Johnny Silverhand

    Johnny Silverhand

    𖹭 | Hallmark holiday.

    Johnny Silverhand
    c.ai

    If it weren’t for the ads flickering on every corner—pink overlays, limited-time packages, bouquets of lab-grown flowers promising engineered perfection—today would’ve passed like any other. Another job, another ride, another night trying to survive the city without letting it swallow you whole.

    But it was Valentine’s Day, and the city would not shut up about it.

    Johnny wouldn’t either.

    “Unbelievable,” He grumbles as you pace through Japantown. “Back in my day it was overpriced roses and stale chocolates. Now it’s subscription-based affection. 'Love, now with monthly payments'.”

    You pause just a second too long at a street vendor arranging flowers—real, soil-grown ones—between racks of gift boxes. Johnny notices immediately.

    “Oh, don’t tell me you’re considering it,” He groans, materializing beside the stand just to peer at the price tag. “That’s half a week’s ammo for something that’ll wilt in two days.”

    On the metro ride home, it didn’t get better. A pair across from you are laughing quietly, hands intertwined and sides pressed against one another. “Give it six months. They’ll be arguing over rent and if erotic BDs are actually cheating or not.” Johnny scoffs.

    Another couple got on at City Center. He rated their matching shirts. Kept talking. Kept tearing into corpos, into marketing, into the whole rotten machine that managed to monetize loneliness without even trying.

    And you let him.

    You stared at the passing blur of lights outside the train window, your reflection ghosted over the city.

    Johnny eventually noticed the silence. He’d been mid-rant when he trailed off. Your shoulders hadn’t moved in a while. No eye roll or snarky comeback either. Just you and the hum of the rails.

    He finally picks up on what’s going on—you’re feeling lonely, and his endless criticism is not helping.

    “...Damn,” He mutters. “I’ve been talking your ear off, haven’t I?”

    The train rattles on. You don’t seem to want to answer still.

    He glitches into existence in the spot next to you, elbow on the back of the seat. “In my defense, the whole thing’s a scam.
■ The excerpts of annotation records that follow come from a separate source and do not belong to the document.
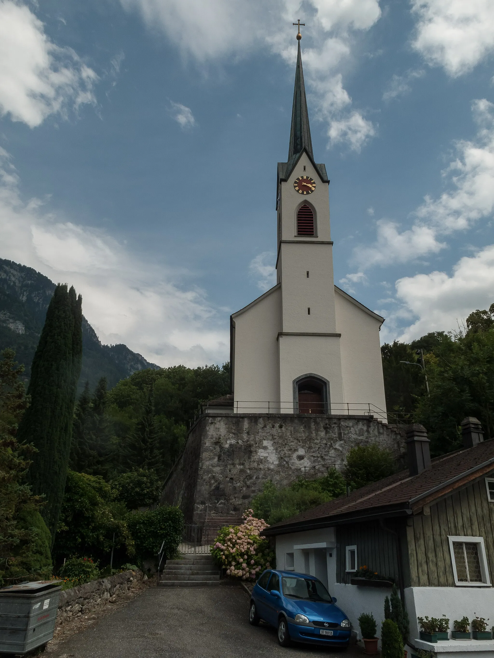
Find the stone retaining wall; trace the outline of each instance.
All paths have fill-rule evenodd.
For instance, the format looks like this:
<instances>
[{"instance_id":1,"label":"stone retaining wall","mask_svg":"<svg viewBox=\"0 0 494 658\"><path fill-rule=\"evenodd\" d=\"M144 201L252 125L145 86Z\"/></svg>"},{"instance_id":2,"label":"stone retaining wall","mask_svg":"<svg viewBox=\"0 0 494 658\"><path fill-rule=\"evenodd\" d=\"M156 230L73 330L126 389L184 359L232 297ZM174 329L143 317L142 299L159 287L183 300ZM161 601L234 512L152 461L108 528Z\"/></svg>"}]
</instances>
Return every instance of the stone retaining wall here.
<instances>
[{"instance_id":1,"label":"stone retaining wall","mask_svg":"<svg viewBox=\"0 0 494 658\"><path fill-rule=\"evenodd\" d=\"M147 580L147 576L139 570L124 571L65 590L60 594L57 625L113 603L119 596L138 588L144 579Z\"/></svg>"}]
</instances>

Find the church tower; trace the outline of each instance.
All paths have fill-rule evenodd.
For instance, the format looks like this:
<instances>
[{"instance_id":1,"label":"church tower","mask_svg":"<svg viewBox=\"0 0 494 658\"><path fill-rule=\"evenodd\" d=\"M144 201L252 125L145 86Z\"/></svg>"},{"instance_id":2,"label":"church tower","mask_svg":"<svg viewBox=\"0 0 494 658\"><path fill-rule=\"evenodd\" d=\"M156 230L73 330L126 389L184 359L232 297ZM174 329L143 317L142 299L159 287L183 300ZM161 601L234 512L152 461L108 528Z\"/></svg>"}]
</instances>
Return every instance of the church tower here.
<instances>
[{"instance_id":1,"label":"church tower","mask_svg":"<svg viewBox=\"0 0 494 658\"><path fill-rule=\"evenodd\" d=\"M277 284L231 316L233 413L379 409L385 420L384 318L334 284L329 180L314 158L300 38L288 159L278 163Z\"/></svg>"}]
</instances>

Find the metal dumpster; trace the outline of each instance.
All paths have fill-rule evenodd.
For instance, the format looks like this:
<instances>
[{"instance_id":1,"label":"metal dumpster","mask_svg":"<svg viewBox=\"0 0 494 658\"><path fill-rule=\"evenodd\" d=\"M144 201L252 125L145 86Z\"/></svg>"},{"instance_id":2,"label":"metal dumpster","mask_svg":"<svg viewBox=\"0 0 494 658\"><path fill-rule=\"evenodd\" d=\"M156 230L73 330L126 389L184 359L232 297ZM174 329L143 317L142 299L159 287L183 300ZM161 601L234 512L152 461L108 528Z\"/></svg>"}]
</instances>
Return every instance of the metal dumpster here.
<instances>
[{"instance_id":1,"label":"metal dumpster","mask_svg":"<svg viewBox=\"0 0 494 658\"><path fill-rule=\"evenodd\" d=\"M38 580L0 590L0 655L26 653L51 640L60 580Z\"/></svg>"}]
</instances>

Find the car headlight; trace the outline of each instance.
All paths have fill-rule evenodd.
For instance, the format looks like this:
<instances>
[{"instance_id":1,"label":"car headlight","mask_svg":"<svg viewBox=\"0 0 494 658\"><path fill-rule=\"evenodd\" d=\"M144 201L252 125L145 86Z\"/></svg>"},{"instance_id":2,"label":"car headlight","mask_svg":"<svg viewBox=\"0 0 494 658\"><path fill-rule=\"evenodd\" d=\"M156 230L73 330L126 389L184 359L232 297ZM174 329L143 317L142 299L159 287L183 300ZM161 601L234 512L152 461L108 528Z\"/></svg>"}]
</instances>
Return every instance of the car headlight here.
<instances>
[{"instance_id":1,"label":"car headlight","mask_svg":"<svg viewBox=\"0 0 494 658\"><path fill-rule=\"evenodd\" d=\"M298 622L299 624L308 624L309 619L306 617L305 615L296 615L295 621Z\"/></svg>"}]
</instances>

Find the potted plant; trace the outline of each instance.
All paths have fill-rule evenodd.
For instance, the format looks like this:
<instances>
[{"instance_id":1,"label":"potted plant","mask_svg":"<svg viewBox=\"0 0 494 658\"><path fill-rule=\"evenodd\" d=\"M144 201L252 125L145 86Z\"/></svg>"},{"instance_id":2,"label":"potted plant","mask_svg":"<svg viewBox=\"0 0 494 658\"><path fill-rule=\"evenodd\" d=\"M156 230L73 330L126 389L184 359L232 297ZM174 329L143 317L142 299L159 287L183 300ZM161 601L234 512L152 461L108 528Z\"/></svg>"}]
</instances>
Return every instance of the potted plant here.
<instances>
[{"instance_id":1,"label":"potted plant","mask_svg":"<svg viewBox=\"0 0 494 658\"><path fill-rule=\"evenodd\" d=\"M487 630L489 619L478 617L476 614L472 620L472 628L474 640L492 640L492 633Z\"/></svg>"},{"instance_id":2,"label":"potted plant","mask_svg":"<svg viewBox=\"0 0 494 658\"><path fill-rule=\"evenodd\" d=\"M377 624L375 622L374 615L371 613L362 613L358 618L358 625L360 626L360 633L364 644L366 646L365 653L373 655L377 653L377 638L375 636L375 632L377 630Z\"/></svg>"},{"instance_id":3,"label":"potted plant","mask_svg":"<svg viewBox=\"0 0 494 658\"><path fill-rule=\"evenodd\" d=\"M425 642L437 642L437 622L439 620L435 617L417 617L420 628L420 639Z\"/></svg>"},{"instance_id":4,"label":"potted plant","mask_svg":"<svg viewBox=\"0 0 494 658\"><path fill-rule=\"evenodd\" d=\"M437 631L436 636L438 640L449 640L449 619L443 615L442 617L437 620Z\"/></svg>"},{"instance_id":5,"label":"potted plant","mask_svg":"<svg viewBox=\"0 0 494 658\"><path fill-rule=\"evenodd\" d=\"M451 637L455 640L471 640L470 627L470 622L468 617L462 617L461 619L455 619L453 622L454 630L451 632Z\"/></svg>"}]
</instances>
Always was.” He shifts, lifting one leg to rest his ankle on his knee. “Still. Didn’t mean to make you sit through an hour-long anti-capitalist TED Talk.”

    Another couple laughs near the doors, but he doesn’t comment this time.

    “You know,” He says instead, forcing a smirk. “You’re not exactly alone. Got a devastatingly handsome terrorist living rent-free in your head. Preem company, real exclusive shit.”

    The metro begins to slow for the next stop. Johnny straightens abruptly. “Get up.” He demands.

    “C’mon. This is our stop.”

    You’re quite confident it isn't.

    Johnny jerks his chin toward the doors as they slide open. “We’re not going home yet. There’s a florist two blocks down and a place that sells actual chocolate. Not that synthetic crap.”

    He sighs at the suspicious look you’re giving him.

    “Don’t look at me like that,” He’s already standing up, as if he had the ability to just walk away from the conscience you both shared. “I changed my mind. You’re gonna buy yourself flowers. And chocolates. The expensive kind.”

    His voice softens, barely enough to notice. “You’ve earned it. You can pretend they’re from me, if that makes you feel any better.” He shrugs. “Besides, if you’re gonna pretend they’re from someone... might as well be from a legend.”

    His foot taps impatiently, hoping you’ll actually comply.

    “The doors are gonna close. Get up.”